Was Resettlement Justified?

Fifty years after the first centralization programme began, and over thirty years after it ended, resettlement still generates controversy and emotion. What tends to be remembered are divisions within families and communities, social dislocation, the loss of a way of life, and the abandonment of communities which, in some cases, had existed since the early days of European settlement. First raised by academic social scientists in the late 1960s, the question has been whether this experiment in social engineering was justified – in short, was the price paid by many individuals and families worth what was achieved?

Moving Symmonds House to Conche, 1965
Moving Symmonds House to Conche, 1965
As a young girl looks on, the house of Mike and Hilda Symmonds is floated from North East Crouse to Conche, Great Northern Peninsula, NL. To view other images visit the Maritime History Archive's Moving House section of their Resettlement site.
Reproduced by permission of the Maritime History Archive (PF-317.487), Memorial University of Newfoundland, St. John's, NL.

The provincial and federal governments felt that centralization/resettlement was, in the long term, the best thing to do for rural Newfoundland and Labrador. By bringing the population into larger, less isolated centres, better public services could be provided affordably - such as healthcare, education, roads and electricity. Providing an adequate level of service to all of the 1,200 communities scattered along the coastline was impractical. Secondly, both levels of government agreed that the fishery had to be modernized. This implied reducing the large number of inshore fishermen still reliant on the traditional salt cod fishery, and encouraging the use of larger vessels and a fresh-frozen product.

Thus people were encouraged to move to ‘growth centres’ where they could find employment on the offshore draggers and trawlers, in the new fish plants, or in spin-off industries. This was to be the fishery of the future, with good wages and secure employment. Finally, resettlement would create pools of labour – a potentially mobile work force to supply the labour demands of the new industries and construction projects envisaged by the Smallwood government.
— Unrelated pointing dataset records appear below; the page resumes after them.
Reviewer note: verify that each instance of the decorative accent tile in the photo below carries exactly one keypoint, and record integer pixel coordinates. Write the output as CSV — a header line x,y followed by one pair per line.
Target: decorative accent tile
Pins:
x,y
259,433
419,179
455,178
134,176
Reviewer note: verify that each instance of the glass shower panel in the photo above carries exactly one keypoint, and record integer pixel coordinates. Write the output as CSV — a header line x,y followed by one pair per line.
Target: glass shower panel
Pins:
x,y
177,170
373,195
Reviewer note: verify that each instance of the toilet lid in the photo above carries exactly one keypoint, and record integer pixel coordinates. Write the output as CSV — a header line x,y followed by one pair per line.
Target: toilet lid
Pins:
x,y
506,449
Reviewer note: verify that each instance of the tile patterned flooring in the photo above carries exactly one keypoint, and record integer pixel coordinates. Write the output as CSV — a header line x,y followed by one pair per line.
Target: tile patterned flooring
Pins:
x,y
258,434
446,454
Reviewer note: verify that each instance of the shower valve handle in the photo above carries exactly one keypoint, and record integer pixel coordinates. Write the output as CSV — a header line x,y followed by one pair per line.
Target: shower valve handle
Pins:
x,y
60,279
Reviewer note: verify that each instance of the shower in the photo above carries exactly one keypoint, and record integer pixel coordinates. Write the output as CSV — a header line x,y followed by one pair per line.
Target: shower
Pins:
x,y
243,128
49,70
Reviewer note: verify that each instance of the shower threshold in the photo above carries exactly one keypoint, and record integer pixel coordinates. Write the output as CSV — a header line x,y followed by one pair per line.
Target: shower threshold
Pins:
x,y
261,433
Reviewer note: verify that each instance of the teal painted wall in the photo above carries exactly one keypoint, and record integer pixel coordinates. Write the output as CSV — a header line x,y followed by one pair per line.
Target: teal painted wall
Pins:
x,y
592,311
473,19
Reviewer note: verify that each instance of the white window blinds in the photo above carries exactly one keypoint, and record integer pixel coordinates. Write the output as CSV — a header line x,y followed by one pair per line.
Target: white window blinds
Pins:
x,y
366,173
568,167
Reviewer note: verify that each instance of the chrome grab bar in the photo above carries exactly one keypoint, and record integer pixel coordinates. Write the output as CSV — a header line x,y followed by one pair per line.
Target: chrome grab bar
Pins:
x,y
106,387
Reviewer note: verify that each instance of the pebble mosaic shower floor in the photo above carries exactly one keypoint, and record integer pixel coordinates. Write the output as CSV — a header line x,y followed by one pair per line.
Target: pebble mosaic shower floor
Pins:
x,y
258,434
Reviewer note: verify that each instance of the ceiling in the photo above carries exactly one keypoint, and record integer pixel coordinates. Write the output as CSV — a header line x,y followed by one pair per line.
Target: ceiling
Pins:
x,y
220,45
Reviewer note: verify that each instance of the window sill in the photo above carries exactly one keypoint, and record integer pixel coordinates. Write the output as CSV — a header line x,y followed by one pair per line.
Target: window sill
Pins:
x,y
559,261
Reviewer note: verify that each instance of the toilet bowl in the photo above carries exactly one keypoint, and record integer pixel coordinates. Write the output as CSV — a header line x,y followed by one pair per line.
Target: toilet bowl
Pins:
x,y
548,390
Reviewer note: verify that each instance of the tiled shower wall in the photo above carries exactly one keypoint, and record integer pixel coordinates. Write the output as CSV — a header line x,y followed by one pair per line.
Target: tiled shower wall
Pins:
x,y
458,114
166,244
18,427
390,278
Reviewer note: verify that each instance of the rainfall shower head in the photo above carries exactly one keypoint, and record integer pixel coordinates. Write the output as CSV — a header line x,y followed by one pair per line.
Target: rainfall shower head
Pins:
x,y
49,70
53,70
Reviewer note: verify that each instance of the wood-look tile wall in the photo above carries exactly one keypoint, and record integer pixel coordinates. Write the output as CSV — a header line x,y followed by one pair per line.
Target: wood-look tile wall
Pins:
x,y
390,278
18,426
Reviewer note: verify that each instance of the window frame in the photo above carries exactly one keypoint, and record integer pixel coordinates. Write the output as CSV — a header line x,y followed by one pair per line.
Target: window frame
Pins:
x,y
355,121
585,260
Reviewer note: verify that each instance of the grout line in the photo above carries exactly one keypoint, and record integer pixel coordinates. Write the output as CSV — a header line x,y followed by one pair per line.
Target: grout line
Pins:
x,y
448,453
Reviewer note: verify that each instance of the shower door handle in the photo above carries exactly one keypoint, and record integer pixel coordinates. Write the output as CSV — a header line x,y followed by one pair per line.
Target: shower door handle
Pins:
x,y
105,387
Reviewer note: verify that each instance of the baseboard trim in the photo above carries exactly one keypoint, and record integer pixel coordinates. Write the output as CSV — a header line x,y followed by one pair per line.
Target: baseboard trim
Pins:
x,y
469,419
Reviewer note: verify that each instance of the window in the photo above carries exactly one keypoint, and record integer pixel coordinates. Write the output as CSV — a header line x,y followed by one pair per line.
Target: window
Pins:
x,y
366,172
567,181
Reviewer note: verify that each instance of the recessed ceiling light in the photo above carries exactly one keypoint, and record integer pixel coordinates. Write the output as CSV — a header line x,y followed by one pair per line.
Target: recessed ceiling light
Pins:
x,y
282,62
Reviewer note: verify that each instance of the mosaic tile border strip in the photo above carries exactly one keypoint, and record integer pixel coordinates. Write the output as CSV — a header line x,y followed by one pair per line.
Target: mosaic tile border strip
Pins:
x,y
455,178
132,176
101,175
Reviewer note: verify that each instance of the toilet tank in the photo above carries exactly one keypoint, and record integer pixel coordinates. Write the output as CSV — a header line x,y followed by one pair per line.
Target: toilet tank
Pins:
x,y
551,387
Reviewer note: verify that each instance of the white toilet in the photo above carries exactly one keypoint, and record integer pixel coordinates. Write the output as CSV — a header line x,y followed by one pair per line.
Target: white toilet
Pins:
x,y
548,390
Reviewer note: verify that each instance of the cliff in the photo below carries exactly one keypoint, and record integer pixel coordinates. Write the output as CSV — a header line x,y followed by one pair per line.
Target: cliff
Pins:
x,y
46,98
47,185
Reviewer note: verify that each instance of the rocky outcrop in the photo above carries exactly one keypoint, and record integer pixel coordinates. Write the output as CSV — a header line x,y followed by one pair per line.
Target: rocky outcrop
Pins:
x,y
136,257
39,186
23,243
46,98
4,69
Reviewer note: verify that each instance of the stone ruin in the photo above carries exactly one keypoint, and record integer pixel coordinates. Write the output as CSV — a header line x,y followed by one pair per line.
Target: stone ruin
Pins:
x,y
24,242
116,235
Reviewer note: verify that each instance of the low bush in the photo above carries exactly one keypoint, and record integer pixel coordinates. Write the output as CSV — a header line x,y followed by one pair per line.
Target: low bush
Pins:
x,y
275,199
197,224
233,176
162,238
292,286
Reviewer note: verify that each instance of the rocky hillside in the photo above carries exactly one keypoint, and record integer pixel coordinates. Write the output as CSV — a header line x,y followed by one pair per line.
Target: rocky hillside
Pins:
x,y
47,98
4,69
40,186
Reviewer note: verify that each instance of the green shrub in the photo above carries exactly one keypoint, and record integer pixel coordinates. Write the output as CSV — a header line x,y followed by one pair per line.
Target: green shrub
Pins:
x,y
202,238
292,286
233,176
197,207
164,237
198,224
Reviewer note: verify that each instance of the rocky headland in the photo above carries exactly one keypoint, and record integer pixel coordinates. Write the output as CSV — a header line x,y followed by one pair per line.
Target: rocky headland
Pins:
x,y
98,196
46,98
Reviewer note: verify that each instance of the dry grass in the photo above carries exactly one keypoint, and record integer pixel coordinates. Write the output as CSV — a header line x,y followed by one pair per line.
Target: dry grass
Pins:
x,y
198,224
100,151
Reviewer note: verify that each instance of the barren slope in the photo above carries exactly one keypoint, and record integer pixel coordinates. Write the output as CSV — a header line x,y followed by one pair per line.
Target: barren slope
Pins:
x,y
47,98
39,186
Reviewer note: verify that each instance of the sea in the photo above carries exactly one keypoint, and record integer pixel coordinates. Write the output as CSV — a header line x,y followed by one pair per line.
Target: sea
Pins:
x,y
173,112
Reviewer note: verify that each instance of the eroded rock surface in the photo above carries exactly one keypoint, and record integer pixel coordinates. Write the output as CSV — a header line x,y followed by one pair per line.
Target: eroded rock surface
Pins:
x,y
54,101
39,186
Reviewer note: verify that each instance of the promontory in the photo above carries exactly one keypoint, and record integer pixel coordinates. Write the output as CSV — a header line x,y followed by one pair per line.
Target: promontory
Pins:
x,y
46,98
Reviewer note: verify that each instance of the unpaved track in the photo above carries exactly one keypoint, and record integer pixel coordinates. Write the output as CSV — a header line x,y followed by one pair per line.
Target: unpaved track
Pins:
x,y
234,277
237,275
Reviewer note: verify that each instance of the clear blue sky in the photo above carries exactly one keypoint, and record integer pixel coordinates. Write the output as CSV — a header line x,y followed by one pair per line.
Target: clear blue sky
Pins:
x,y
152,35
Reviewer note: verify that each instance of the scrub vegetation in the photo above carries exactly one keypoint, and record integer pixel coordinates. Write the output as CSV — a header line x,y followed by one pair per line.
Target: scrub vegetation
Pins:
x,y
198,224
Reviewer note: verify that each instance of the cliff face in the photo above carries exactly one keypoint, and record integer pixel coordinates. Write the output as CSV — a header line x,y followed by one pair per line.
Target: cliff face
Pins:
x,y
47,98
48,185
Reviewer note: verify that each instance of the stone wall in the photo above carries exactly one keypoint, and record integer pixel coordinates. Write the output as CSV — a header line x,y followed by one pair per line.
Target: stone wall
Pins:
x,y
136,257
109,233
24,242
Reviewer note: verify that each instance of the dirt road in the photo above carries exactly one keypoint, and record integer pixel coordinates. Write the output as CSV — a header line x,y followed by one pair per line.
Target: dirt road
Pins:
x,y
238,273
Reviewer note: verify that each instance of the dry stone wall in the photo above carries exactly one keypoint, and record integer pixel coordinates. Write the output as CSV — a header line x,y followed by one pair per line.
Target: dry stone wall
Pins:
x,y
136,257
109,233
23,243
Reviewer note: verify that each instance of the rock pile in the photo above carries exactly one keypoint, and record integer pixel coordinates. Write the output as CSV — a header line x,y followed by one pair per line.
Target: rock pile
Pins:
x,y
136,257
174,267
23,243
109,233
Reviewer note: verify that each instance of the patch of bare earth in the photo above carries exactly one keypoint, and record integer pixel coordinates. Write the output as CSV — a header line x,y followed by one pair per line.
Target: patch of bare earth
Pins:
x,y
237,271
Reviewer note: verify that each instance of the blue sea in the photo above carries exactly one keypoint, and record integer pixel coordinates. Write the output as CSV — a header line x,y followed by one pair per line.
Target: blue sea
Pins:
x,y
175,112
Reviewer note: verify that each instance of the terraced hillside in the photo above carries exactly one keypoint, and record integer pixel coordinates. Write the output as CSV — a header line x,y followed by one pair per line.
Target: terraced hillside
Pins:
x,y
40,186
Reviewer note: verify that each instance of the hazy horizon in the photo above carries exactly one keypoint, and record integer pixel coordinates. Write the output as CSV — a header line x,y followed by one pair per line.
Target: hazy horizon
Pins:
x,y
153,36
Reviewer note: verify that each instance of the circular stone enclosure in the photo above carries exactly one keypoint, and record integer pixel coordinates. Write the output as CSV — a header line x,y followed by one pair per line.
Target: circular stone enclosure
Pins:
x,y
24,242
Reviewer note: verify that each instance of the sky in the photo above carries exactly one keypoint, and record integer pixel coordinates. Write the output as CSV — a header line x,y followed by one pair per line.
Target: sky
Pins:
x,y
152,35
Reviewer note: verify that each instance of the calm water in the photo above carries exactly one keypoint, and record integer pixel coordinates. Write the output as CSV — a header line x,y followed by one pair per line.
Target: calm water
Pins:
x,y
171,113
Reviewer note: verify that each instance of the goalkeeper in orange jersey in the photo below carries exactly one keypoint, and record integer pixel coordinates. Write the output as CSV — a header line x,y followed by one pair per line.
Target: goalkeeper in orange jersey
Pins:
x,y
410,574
Overall, then, resettlement was seen as a necessary component of the broader project to create a new, modern and prosperous Newfoundland and Labrador.

When the federal Department of Fisheries became involved after 1970, it began to commission research into resettlement almost immediately. It found that while resettlement addressed some of the serious structural problems facing rural Newfoundland and Labrador, the programme opened up a whole other set of difficulties.

A sentimental attachment to communities, homesteads, and lifestyles was to be expected. The ‘forced out’ feeling many resettlers talked about was also predictable, given the way in which communities had to form committees and sign petitions – an obviously contentious and divisive process. However, the most immediately problematic issue proved to be housing. How were those who resettled to find houses in their new communities? How could they afford them? For the elderly, widows, single mothers, the sick and the handicapped, the situation was particularly difficult.

Several of the 115 Questions Resettlement Applicants Had to Answer
Several of the 115 Questions Resettlement Applicants Had to Answer
Even within government there were subtle expressions of displeasure with resettlement. Question 87 from the Household Resettlement Questionnaire asked "Have you ever visited:" and lists ten locations. Notice option "i" which an official or other government worker managed to slip in (see above). To view other resettlement-related documents visit the Maritime History Archive's Documents section of their Resettlement site.
Courtesy of the Archives and Special Collections (A.G. Stacey Collection), QE II Library, Memorial University of Newfoundland, St. John's, NL.

Few of those who moved had the means to buy or build new dwellings, and the assistance offered for the move was usually insufficient. Where the move was a short one, it was common to float houses to the new destination. All the same, homes and personal possessions could be lost. The moving grant increased in time, but it was still difficult to accommodate families, especially large ones, who needed a lot of space. Eventually, it became possible for families to apply for additional housing assistance up to $3000 (in the form of a guaranteed mortgage) once they had relocated to government designated areas. For many resettlers, this just increased a financial burden they had not experienced before.

Some of those who resettled described difficulties associated with the move. They regretted the loss of their previous, more self-sufficient lifestyle, and there is no question that families could be financially and economically worse off after the move than before, especially if steady employment was hard to find. On the other hand, there were those who, on balance, were satisfied with their decision to move. Such families appreciated better education for their children, more job opportunities and better healthcare services, as well as an end to isolation. The traditional fishery was in decline, and many were glad of the opportunity to move on. For some it meant the end to reliance of welfare and other forms of government assistance.